In agriculture, most delegations continue to feel that the 10 outstanding issues identified by the previous Chairs remain the key political issues that need to be resolved before agreement can be reached on agriculture modalities. The views expressed by members on issues that may be candidates for possible early harvest continue to indicate that there is no consensus on such issues at this stage. The Chair has been informed, however, that some delegations are reflecting further and more specific proposals may be submitted after the summer break. The Chair will continue to consult with delegations on the way forward.
The Chair reported on the state of play of the agriculture and cotton negotiations during the 17th Round of Consultation on Cotton Development Assistance on 29 June. The Chair noted that while at MC8 [Eighth Ministerial Conference] members agreed that the mandate for an ambitious, expeditious and specific treatment of cotton in the agriculture negotiations has not changed, it had not yet been possible to reach any concrete outcome on cotton. The Chair will continue to encourage dialogue between all key cotton players to try and get a sense of how the commitments on cotton can be progressed.
On services, activity has increasingly focused on regular work. In this perspective, a services cluster was held during the week of 25 June, with meetings of the regular Council and its subsidiary bodies. I should also note that a group of members have continued their consultations aimed at committing themselves to further services liberalization.
On trade and environment, the Chair convened on 5 July an informal small group consultation with delegations to follow up on previous bilateral consultations and to further explore ideas and suggestions that could take the work of the CTESS [Committee on Trade and Environment Special Session] forward. The Chair will further consult delegations in the coming weeks.

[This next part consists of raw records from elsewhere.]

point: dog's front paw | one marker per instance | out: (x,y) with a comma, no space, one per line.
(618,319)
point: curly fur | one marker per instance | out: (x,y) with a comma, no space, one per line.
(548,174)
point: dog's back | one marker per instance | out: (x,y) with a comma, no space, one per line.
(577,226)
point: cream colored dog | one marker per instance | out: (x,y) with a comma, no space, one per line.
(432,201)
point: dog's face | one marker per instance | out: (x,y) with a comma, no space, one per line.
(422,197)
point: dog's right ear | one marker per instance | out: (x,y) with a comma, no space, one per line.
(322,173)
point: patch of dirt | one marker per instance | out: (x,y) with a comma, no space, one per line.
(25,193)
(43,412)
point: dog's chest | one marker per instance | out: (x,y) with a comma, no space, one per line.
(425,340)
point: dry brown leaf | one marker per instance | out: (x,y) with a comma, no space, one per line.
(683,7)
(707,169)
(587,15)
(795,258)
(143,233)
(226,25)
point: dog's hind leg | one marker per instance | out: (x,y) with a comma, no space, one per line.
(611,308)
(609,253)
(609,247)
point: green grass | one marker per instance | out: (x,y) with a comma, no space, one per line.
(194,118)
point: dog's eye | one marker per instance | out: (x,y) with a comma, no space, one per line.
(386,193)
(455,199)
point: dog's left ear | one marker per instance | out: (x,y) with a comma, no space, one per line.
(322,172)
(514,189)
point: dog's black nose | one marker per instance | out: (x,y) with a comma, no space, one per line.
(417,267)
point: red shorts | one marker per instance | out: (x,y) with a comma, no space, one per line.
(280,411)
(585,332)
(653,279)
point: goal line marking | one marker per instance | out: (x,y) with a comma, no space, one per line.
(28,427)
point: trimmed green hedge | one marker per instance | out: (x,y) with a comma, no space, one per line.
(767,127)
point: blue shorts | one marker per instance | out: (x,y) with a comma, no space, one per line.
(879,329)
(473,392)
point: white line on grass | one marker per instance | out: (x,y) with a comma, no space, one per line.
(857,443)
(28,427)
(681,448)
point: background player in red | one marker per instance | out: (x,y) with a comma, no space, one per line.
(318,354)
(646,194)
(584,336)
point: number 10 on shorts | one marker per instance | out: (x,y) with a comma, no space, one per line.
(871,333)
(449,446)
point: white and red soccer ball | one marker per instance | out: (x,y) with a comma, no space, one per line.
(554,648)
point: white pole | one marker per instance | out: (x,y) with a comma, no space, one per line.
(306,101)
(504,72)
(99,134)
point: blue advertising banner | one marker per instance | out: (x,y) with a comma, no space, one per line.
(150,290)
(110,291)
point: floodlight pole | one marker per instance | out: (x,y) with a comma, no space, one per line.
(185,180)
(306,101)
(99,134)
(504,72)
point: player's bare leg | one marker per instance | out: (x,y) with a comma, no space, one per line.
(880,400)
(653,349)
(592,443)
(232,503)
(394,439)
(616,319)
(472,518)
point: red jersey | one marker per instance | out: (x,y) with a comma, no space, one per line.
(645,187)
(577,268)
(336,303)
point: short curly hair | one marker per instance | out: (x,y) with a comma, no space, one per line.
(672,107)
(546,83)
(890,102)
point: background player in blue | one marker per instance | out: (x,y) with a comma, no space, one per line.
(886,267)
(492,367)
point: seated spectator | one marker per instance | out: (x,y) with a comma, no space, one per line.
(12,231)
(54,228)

Concerning the work of the TRIPS [Trade-related aspects of Intellectual Property Rights] Special Session on a register for wine and spirit GIs [geographical indications], as indicated in my report of 1 May, the Chairman held bilateral consultations with several delegations, including with regional group coordinators, to see how best to operationalize those elements of the MC8 outcome that relate to the work of the Special Session. He is pursuing his series of consultations, in various formats, and will report in due time to the wider membership.
Finally, on NAMA [non-agricultural market access], since our last meeting, there is no activity to report except that in light of his imminent departure as Chairman of the Negotiating Group on Market Access, Luzius Wasescha will be circulating a report which he intends to introduce to the Negotiating Group at a meeting scheduled for tomorrow.
Let me also briefly touch upon the issue of LDC accessions. The approval next week of the streamlining of the 2002 LDCs accession guidelines will pave the way for a number of acceding LDCs, including Ethiopia, Afghanistan, Comoros, Equatorial Guinea, to mention but a few, to accelerate their accession processes. But before that, Laos and Yemen's accessions are very close to completion. Let me once again urge that efforts be redoubled to conclude the very few remaining outstanding steps to these important accessions.
Finally, I will, of course, be reporting to the General Council at the end of this month, including on the challenges and opportunities that I believe will be facing us after the summer break.